In Flajolet and Sedgewick's Analytic Combinatorics pp. 261 (Chapter IV Note IV.28), the authors state that
\begin{align} [z^n]\ln \left(\frac{1}{1- \ln \frac{1}{1-z}}\right) \sim \frac{1}{n} (1-e^{-1})^{-n} \tag{1} \end{align}
where $S(z) = \ln \left(\frac{1}{1-\ln \frac{1}{1-z}}\right)$ is the EGF of the "super-necklaces", which is defined as
\begin{align} \mathcal{S} = CYC \circ CYC(\mathcal{Z}) \end{align}
I can't reach $(1)$ as $S(z)$ cannot be expressed as a rational function $\frac{f(z)}{g(z)}$. Also, the derivative of $S(z)$ still consists of the factor $\left(1-\ln \frac{1}{1-z}\right)$, which is $0$ at the pole $1-e^{-1}$. (A usual method to solve this kind of problems is to find the derivative $g'(z_0)$, where $z_0$ is the pole of $S(z)$. But it looks not applicable in this problem.)
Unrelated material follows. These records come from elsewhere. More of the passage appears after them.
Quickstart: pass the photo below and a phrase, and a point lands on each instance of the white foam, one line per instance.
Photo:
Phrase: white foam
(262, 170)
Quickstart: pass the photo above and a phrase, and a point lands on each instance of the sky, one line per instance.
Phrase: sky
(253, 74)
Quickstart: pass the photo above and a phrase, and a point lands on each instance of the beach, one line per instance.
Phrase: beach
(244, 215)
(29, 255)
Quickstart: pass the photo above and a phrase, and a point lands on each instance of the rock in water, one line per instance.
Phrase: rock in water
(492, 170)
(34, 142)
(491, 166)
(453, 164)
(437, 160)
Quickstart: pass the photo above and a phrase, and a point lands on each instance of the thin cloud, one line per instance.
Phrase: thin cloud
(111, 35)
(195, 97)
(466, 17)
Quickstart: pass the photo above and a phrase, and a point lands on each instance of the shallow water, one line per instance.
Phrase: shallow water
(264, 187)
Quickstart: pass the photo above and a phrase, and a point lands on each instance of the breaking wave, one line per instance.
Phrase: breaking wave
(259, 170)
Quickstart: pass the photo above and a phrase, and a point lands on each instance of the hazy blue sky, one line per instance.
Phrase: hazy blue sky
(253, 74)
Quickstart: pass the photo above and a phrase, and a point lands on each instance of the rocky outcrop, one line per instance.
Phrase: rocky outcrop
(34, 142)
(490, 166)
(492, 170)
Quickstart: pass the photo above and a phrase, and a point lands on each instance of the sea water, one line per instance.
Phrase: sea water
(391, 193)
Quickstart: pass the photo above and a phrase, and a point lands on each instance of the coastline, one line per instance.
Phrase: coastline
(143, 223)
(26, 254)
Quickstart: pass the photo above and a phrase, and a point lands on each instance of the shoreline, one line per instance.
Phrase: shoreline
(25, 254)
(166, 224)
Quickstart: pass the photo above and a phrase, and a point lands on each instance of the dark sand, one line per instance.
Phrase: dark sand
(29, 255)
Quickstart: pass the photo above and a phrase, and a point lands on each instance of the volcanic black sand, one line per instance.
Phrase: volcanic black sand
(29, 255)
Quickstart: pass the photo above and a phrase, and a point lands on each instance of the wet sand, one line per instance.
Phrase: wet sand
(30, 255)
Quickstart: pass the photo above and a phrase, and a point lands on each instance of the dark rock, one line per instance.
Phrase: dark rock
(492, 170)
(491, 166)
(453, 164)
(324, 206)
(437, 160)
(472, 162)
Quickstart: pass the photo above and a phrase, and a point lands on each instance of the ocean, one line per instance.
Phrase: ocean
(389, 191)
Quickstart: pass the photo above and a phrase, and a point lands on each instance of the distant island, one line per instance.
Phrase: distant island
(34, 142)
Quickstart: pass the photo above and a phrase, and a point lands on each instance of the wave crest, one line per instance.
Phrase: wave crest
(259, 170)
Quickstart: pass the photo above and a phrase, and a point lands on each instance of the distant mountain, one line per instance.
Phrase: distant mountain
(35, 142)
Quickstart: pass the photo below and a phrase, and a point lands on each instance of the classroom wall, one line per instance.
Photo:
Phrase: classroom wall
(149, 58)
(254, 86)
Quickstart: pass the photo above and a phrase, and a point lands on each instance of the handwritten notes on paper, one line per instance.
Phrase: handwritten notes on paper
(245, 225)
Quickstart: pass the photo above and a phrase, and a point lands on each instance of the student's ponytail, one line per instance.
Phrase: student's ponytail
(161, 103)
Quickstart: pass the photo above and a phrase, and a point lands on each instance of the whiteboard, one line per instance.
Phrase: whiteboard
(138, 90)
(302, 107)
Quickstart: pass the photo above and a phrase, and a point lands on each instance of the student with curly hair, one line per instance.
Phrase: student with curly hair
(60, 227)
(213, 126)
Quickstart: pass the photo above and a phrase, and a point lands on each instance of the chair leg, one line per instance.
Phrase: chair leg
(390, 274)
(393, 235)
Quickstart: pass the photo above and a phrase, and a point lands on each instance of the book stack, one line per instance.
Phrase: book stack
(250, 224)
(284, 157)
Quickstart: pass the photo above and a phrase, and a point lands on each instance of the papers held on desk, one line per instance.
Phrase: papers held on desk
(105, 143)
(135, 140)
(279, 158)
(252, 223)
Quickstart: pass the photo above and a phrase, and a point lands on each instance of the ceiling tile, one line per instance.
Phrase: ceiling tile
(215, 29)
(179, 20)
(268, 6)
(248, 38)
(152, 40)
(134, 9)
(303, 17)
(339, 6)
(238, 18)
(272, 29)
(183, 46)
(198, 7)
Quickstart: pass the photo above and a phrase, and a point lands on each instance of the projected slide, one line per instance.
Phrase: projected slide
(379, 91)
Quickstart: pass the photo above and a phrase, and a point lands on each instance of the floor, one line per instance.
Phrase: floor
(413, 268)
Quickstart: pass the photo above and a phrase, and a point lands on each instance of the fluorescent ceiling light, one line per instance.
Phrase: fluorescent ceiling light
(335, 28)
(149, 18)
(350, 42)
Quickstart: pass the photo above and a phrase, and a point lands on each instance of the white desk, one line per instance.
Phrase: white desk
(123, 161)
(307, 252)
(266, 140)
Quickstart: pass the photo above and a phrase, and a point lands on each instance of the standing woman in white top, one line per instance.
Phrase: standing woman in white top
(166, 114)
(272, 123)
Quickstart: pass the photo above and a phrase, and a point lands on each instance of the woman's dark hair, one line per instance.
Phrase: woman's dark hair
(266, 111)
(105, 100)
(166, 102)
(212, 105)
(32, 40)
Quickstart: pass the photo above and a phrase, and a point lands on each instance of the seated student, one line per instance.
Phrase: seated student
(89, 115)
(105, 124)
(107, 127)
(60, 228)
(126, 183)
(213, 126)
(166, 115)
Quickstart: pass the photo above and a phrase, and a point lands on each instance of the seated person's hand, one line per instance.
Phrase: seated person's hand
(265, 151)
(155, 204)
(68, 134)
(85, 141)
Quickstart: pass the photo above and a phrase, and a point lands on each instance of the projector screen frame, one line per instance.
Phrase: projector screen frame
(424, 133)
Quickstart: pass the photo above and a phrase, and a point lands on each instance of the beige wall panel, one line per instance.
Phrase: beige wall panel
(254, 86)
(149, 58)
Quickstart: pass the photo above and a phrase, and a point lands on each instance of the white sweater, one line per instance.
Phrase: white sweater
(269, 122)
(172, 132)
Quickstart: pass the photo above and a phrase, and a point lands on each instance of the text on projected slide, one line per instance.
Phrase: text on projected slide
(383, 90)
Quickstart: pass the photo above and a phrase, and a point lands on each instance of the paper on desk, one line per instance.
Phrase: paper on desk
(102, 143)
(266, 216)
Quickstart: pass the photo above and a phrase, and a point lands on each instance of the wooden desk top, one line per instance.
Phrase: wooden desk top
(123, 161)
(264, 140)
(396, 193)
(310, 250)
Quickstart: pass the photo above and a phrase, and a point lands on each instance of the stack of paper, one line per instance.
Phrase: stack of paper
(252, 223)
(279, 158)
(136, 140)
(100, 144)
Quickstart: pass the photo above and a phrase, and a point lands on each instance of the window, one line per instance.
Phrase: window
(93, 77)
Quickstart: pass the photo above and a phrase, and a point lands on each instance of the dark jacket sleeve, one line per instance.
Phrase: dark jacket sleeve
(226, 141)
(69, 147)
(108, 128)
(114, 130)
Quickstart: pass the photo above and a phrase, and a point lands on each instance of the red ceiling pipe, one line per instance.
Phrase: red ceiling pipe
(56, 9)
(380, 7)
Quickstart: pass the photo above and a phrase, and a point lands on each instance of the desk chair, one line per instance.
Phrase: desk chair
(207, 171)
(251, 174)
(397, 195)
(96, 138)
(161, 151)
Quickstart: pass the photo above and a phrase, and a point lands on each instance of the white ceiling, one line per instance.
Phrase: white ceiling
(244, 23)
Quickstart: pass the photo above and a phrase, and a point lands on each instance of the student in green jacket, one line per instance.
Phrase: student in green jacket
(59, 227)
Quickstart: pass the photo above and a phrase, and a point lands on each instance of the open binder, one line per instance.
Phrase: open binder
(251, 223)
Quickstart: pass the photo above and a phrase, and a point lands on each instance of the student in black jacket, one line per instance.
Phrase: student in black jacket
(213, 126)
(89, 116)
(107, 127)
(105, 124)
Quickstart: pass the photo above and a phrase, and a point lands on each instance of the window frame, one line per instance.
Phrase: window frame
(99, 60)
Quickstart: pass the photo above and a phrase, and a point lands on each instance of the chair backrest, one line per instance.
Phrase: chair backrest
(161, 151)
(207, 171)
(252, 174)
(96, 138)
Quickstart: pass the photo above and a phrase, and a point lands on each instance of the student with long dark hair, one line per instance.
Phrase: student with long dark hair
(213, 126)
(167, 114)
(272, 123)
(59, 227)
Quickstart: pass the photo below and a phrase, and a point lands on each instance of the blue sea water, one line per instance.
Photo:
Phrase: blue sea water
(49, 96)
Is there any method to solve the problem?
If you perform the expansion near $z\to \rho$ you end up with (if I'm not mistaken) $S(z) = \ln(\frac 1e) + \ln(\frac 1 {\rho-z}) + O(\rho-z)$.
I obtained this by simply setting $h = \rho-z$ then using Taylor expansion of $\ln$ keeping in mind that $z\to 0$. Namely
$$S(z) = \ln(\dfrac 1 {1- \ln(\frac {1}{e^{-1} +h})}) = \ln(\dfrac 1 {1-\ln e + \ln(1+eh)}) = \ln(\dfrac 1 {\ln(1+eh)}) = \ln(\dfrac 1 {eh + O(h^2)}) = \ln(\frac 1e) + \ln(\frac 1 h)+\ln(\frac 1 {1+O(h)}) = QED$$ The results of chapter VI (transfer theorems) allow you to work such problems out when you don't have an exactly meromorphic function anymore but only an asymptotic estimate. Basically your coefficients will be asymptotic to the coefficients of the leading term.
There are some technical conditions ($\Delta$-analyticity) that you have to check, which is not a problem in your case, where your function should be defined on a slit disk).